Alternative real estate assets in Switzerland include:

  • Student Housing: Residential properties specifically designed for students, typically located near universities.
  • Senior Living Facilities: Housing options for the aging population, ranging from independent living to assisted living and nursing care.
  • Data Centers: Facilities designed to house computer systems and associated components, essential due to the growth of data and cloud computing.
  • Self-Storage Units: Secure spaces for individuals and businesses to store belongings, highly demanded in urban areas.
  • Hospitality Properties: Hotels, resorts, and short-term rental units in popular tourist destinations or business hubs.
  • Co-working Spaces: Shared office environments catering to freelancers, startups, and remote workers.
  • Agricultural Land: Governed by specific regulations, only approved buyers intending to use the land for agricultural purposes can purchase smaller plots.

Benefits:

  • Diversification: These assets help diversify investment portfolios, reducing cluster risk.
  • Growth Potential: Certain asset classes, like data centers and healthcare facilities, are poised for significant growth due to digitalization and demographic trends.
  • Reduced Market Correlation: Alternative assets may not follow the same market dynamics as traditional commercial or residential properties, offering further risk diversification.

Challenges:

  • Market Knowledge: Specialized knowledge and understanding of niche markets are required, posing a barrier to entry for some investors.
  • Management Complexity: These properties often need specialized management and expertise, adding complexity and expenses compared to conventional properties.
  • Regulatory Considerations: Some asset classes, such as agricultural land, are subject to stringent regulations.

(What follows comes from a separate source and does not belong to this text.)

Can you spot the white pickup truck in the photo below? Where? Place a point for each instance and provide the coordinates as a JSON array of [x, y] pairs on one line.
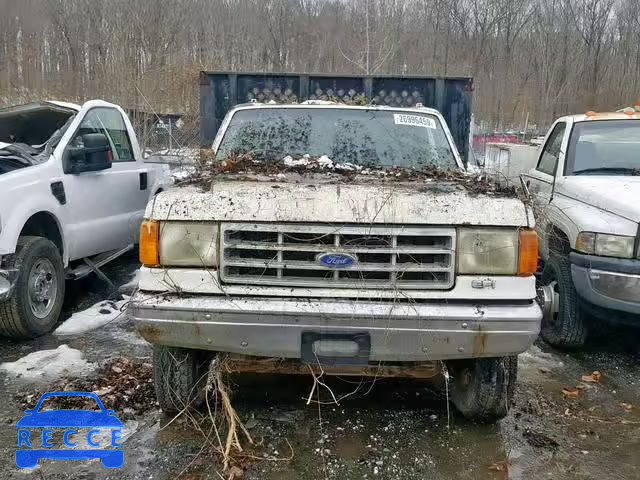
[[73, 188], [346, 236], [586, 192]]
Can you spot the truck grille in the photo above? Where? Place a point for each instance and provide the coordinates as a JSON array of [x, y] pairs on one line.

The Lex Koller law restricts the purchase of real estate by foreign non-residents to ensure property prices remain affordable for Swiss residents. Here’s how it affects different types of properties:

  • Commercial Properties: Lex Koller does not apply, so non-residents can purchase office buildings, retail spaces, hotels, and other commercial real estate without needing a special permit.
  • Residential Properties:
    • EU/EFTA Nationals and Permanent Residents: Can purchase residential properties without special permits, just like Swiss nationals.
    • Non-EU/EFTA Nationals Living in Switzerland: Need authorization to purchase certain types of real estate, such as holiday homes, serviced apartment units, and second homes. May freely purchase a first residence. 
    • Non-Resident Foreigners: Always need authorisation to buy real estate.